定年後に転職するために必要な
2つのこと

 では、実際に自分が定年後スムーズに転職するためにはどうすれば良いだろう?方法は2つある。一つ目は現役時代からなるべく社外に友人や知人を多く持っておくことだ。

 実は定年後に再雇用というのは比較的新しいシステムで、昔は定年になった後、年金を受け取り始めるまでの間、5年か10年は別の会社で働くのは普通であった。そしてその場合、働き場所をそれまで勤めていた会社が紹介してくれるわけでも、ハローワークで紹介してくれるわけでもなく、多くの人が自分のコネやツテで仕事を得ていたのだ。

 昨今65歳までの雇用機会提供が事業主の義務となり、さらに今年からは70歳までの就業機会の提供が努力義務化されたため、誰もが自分で仕事を探すということをやらなくなってしまった。ところが今から20年、30年前は定年後の第二の職場は自分で見つけるというのが一般的であったため、多くの人は現役時代からそういう人のつながりを持つ努力をしていたのだ。
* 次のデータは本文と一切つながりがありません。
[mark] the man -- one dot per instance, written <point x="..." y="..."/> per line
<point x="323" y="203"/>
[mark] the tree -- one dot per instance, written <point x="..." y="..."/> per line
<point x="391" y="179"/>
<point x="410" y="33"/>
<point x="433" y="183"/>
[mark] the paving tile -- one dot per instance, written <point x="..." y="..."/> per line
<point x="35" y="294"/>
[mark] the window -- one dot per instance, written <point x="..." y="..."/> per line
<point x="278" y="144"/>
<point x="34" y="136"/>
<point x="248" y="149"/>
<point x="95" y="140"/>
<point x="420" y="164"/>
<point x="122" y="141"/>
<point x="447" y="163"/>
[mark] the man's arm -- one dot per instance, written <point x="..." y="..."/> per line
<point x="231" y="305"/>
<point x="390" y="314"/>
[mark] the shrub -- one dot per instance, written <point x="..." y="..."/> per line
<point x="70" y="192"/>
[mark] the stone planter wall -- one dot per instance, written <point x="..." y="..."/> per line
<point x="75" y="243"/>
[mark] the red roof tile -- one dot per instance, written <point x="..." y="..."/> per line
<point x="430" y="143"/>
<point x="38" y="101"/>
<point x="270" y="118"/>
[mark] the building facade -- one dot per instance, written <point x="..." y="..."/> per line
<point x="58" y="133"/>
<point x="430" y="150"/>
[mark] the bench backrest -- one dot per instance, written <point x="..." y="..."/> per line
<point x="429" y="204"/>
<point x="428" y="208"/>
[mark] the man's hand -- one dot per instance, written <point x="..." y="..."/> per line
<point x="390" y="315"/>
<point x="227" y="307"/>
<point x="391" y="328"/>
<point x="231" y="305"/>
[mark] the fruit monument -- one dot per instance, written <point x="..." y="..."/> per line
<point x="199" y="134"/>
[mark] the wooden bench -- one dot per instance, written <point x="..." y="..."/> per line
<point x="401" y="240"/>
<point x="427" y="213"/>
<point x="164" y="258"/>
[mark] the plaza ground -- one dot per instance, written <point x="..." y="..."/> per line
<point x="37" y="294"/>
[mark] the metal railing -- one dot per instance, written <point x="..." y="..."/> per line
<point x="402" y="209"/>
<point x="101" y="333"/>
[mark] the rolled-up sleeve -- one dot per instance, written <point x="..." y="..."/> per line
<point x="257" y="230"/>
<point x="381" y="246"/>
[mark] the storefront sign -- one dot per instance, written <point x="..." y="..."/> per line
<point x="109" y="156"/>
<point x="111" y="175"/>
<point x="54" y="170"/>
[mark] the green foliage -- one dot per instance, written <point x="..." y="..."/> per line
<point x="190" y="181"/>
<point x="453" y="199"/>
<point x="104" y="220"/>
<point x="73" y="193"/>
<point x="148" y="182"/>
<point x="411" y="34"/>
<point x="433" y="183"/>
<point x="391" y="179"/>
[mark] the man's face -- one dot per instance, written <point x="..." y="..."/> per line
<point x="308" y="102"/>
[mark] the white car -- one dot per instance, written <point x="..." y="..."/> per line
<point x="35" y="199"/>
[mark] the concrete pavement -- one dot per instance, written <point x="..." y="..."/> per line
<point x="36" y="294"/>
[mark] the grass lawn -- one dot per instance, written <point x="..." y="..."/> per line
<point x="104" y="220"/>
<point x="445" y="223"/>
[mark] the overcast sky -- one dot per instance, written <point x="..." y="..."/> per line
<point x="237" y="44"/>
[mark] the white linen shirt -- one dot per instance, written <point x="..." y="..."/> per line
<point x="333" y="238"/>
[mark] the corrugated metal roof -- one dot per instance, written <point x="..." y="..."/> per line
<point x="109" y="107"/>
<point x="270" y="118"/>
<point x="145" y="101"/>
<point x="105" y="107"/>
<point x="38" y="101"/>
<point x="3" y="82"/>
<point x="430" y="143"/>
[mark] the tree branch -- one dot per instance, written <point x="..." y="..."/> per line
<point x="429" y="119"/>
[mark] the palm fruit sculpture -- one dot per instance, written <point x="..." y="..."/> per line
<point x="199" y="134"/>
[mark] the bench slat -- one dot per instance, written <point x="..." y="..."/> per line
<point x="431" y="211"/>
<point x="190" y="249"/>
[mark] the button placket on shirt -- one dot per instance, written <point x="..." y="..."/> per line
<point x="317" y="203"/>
 そして二つ目、これは意外かもしれないが、今の仕事を頑張ることだ。普通サラリーマンが仕事を頑張るのは、会社での評価を上げて出世するためにやると考えがちだ。もちろんそれはその通りなのだが、年齢が50歳を過ぎてくると、相当頑張ってもそこからの昇格はかなり難しいだろう。

 だから、多くの人は会社での出世は諦めてのんびりと仕事をするようになる。いわば、“働かないおじさん”化していくのだ。ところがいくつになっても自分が担当する分野で高い実績を上げ続けていけば、必然的に業界の中でも話題になったり名前を知られたりすることが出てくる。実際にそういう人を何人も見てきたし、彼らは定年後に、ライバル企業から請われて転職している。

 転職で一番うまくいくのは、こちらから売り込みに行くのではなく、向こうから“来てほしい”と頼まれるケースである。筆者自身も現役時代最後の部署は会社の中ではあまり注目されず、どちらかといえば窓際っぽい部署であったが、それだけに外部の人との交流も多く、その分野で頑張ったことで定年時に同業他社からのお誘いをいただいた。前述したようにそれは私のやりたい仕事ではなかったので、お断りしたが、もし当時の仕事を続けてやりたいと思ったら恐らく引き受けていただろう。

 このように発想を変え、社内での出世ではなく、自分自身の専門性を高めることで外部から注目されるまで頑張るということも重要ではないかと思う。そしてそうすることによって、定年後の新しい環境での仕事につながっていくのではないだろうか。